Sementara itu, Kementerian Aparatur Negara dan Reformasi Birokrasi (Kemenpan-RB) melarang seluruh pegawainya menggunakan cadar selama jam kerja. Para aparatur sipil negara (ASN) wajib menggunakan seragam sesuai dengan peraturan yang ada.
Menpan-RB Tjahjo Kumolo, juga mengatakan, meski melarang penggunaan cadar pada ASN di kementriannya, namun ia juga tidak melarang pegawainya menggunakan cadar di luar jam kerja. Hal tersebut merupakan hak masing-masing individu dalam menentukan gaya berpakaian.
Wacana ini tentu saja membutuhkan kajian, namun ternyata pelarangan cadar di lingkungan ASN Juga bukanlah tanpa alasan.
Guru Besar Tafsir IAIN Surakarta, Prof Nashrudin, menyatakan sependapat atas pelarangan terebut.

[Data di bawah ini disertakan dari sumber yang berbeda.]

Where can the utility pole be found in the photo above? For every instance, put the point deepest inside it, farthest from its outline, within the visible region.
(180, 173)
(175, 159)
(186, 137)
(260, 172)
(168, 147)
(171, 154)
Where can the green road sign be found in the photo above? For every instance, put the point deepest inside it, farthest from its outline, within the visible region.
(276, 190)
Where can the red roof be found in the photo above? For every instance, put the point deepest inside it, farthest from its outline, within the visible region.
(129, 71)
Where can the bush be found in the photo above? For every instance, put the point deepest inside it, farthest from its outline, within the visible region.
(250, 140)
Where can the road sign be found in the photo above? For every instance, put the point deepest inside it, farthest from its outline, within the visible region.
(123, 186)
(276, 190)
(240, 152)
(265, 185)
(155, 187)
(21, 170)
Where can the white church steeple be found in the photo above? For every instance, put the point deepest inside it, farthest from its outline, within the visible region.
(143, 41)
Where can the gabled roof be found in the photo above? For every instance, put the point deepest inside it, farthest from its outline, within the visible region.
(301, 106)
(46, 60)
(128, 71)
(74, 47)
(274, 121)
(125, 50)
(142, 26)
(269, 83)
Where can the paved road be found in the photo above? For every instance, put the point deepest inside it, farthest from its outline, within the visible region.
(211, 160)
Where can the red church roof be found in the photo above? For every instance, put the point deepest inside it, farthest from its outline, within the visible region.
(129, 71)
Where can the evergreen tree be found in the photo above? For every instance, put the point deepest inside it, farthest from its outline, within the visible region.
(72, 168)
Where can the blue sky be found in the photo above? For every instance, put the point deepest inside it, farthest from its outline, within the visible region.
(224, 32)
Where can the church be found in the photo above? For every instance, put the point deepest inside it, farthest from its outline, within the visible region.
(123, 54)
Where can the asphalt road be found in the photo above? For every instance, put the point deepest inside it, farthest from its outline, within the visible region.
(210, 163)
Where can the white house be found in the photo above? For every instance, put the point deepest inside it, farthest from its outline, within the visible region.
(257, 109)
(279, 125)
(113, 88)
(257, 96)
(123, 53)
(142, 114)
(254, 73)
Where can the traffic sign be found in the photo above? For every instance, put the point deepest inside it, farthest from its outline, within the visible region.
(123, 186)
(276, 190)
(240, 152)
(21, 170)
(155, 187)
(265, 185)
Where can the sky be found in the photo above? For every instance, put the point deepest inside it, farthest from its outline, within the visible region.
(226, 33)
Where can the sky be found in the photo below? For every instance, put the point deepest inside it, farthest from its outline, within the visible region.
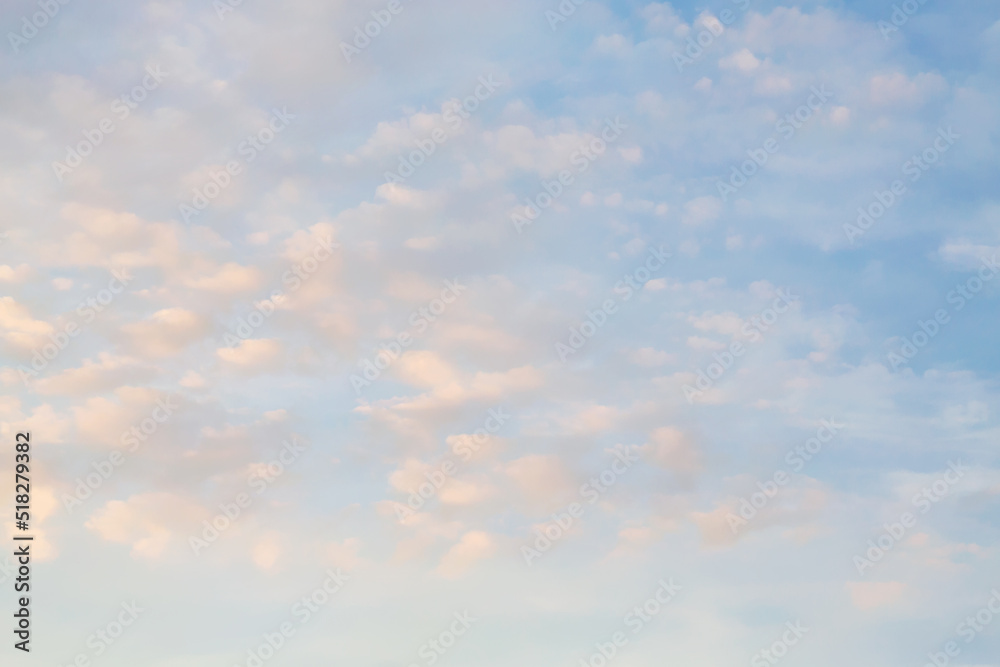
(486, 333)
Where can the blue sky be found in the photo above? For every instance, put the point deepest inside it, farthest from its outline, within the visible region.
(259, 315)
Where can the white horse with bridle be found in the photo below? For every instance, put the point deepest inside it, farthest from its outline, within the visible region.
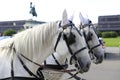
(58, 62)
(92, 43)
(90, 34)
(22, 55)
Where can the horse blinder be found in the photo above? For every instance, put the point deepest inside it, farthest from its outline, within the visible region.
(89, 36)
(70, 39)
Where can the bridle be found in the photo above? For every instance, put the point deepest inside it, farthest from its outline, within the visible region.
(40, 76)
(87, 40)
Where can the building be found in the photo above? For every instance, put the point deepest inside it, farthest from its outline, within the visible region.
(18, 24)
(109, 23)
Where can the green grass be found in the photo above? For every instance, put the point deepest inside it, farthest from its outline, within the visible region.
(112, 42)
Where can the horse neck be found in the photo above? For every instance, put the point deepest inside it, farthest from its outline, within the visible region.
(36, 43)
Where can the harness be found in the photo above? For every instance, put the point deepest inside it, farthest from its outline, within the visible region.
(39, 75)
(88, 39)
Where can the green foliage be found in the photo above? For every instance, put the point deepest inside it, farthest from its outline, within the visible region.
(112, 42)
(111, 34)
(9, 32)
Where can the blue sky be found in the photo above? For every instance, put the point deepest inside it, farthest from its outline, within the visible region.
(51, 10)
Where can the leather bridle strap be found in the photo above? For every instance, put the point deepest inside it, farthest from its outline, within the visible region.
(91, 49)
(26, 68)
(77, 53)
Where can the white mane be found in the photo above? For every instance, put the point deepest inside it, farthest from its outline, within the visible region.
(32, 42)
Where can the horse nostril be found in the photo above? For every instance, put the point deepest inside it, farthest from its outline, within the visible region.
(76, 65)
(88, 65)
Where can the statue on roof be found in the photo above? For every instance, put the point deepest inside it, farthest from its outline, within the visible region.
(32, 10)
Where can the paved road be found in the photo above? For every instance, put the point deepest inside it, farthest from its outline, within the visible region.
(108, 70)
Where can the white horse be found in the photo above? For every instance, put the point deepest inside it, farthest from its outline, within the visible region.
(21, 54)
(95, 48)
(58, 62)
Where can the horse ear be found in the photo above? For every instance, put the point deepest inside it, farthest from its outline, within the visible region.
(64, 18)
(83, 19)
(71, 18)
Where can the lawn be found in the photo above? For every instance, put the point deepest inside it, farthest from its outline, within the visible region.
(112, 42)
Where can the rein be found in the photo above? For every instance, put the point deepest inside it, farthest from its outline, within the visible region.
(90, 49)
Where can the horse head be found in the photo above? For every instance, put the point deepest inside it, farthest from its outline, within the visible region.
(91, 38)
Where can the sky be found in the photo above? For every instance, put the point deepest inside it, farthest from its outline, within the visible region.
(51, 10)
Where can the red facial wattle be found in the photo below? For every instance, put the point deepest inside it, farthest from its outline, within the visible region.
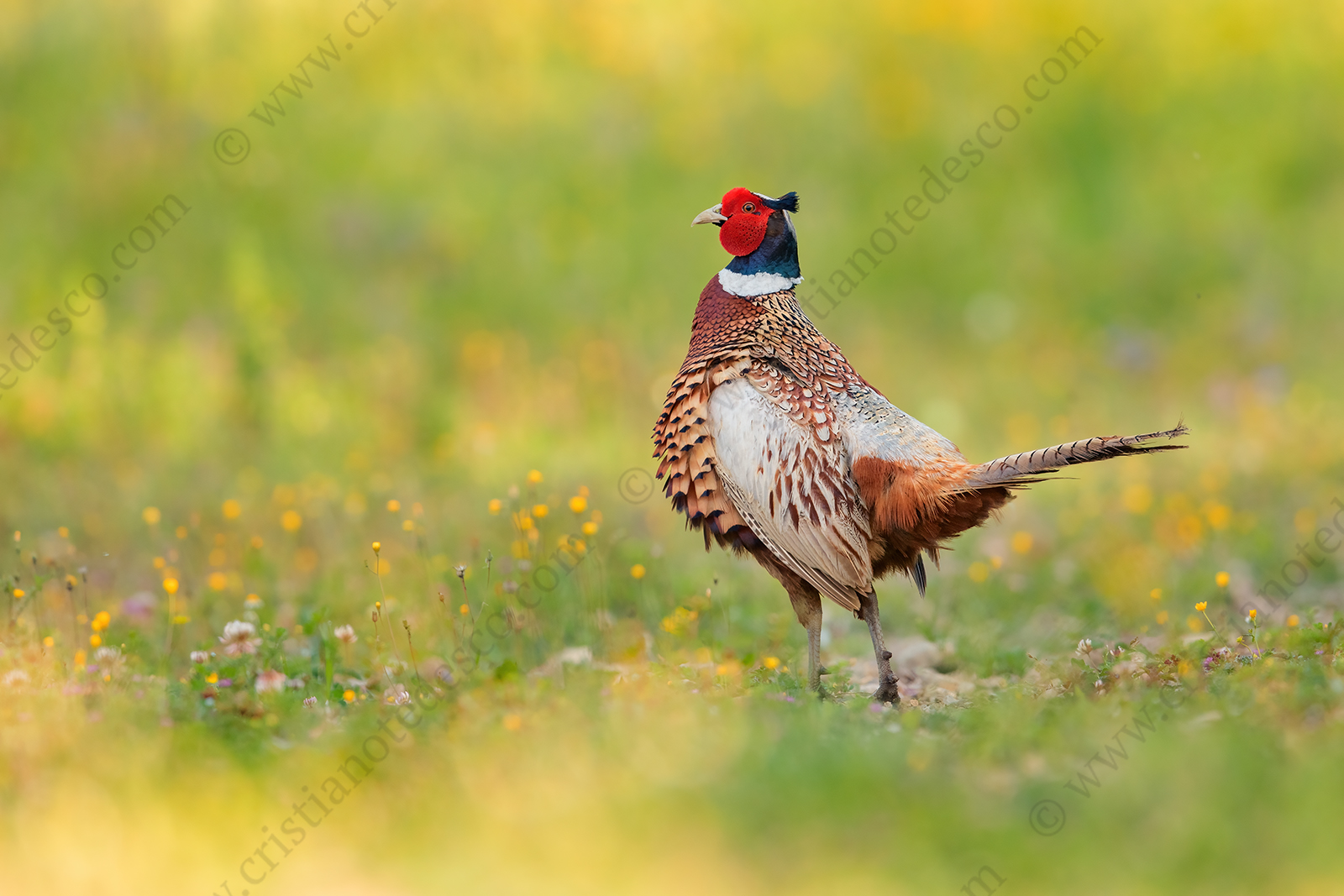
(748, 217)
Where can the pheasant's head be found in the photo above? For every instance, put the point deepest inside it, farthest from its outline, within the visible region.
(743, 217)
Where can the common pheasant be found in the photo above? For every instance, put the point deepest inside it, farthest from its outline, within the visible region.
(773, 445)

Ia mengatakan yang berbahaya itu adalah ketika seseorang mengenakan cadar namun ternyata ia adalah seorang laki-laki yang ingin melakukan kejahatan. Tentu akan sangat berbahaya jika cadar digunakan untuk menutupi wajah sehingga sangat rentan disalahgunakan.
Dirinya juga mencontohkan, di lembaga pendidikan misalnya seperti kampus. Mahasiswa semestinya tidak mengenakan cadar, terlebih saat ujian. Hal tersebut tentu akan menyulitkan pengawas ketika sedang mencocokkan foto yang ada di kartu ujian dengan wajah yang bersembunyi dibalik cadar.
Ia juga menjelaskan bahwa aturan dalam Islam hanya mengatakan bahwa tubuh wanita yang boleh terbuka hanya wajah dan telapak tangan. Sehingga penggunaan cadar bukanlah suatu kewajiban.
Wacana tersebut tentu saja tidak perlu di destruksikan, apalagi seseorang yang hendak menjadi PNS sudah semestinya siap atas segala regulasi yang berlaku.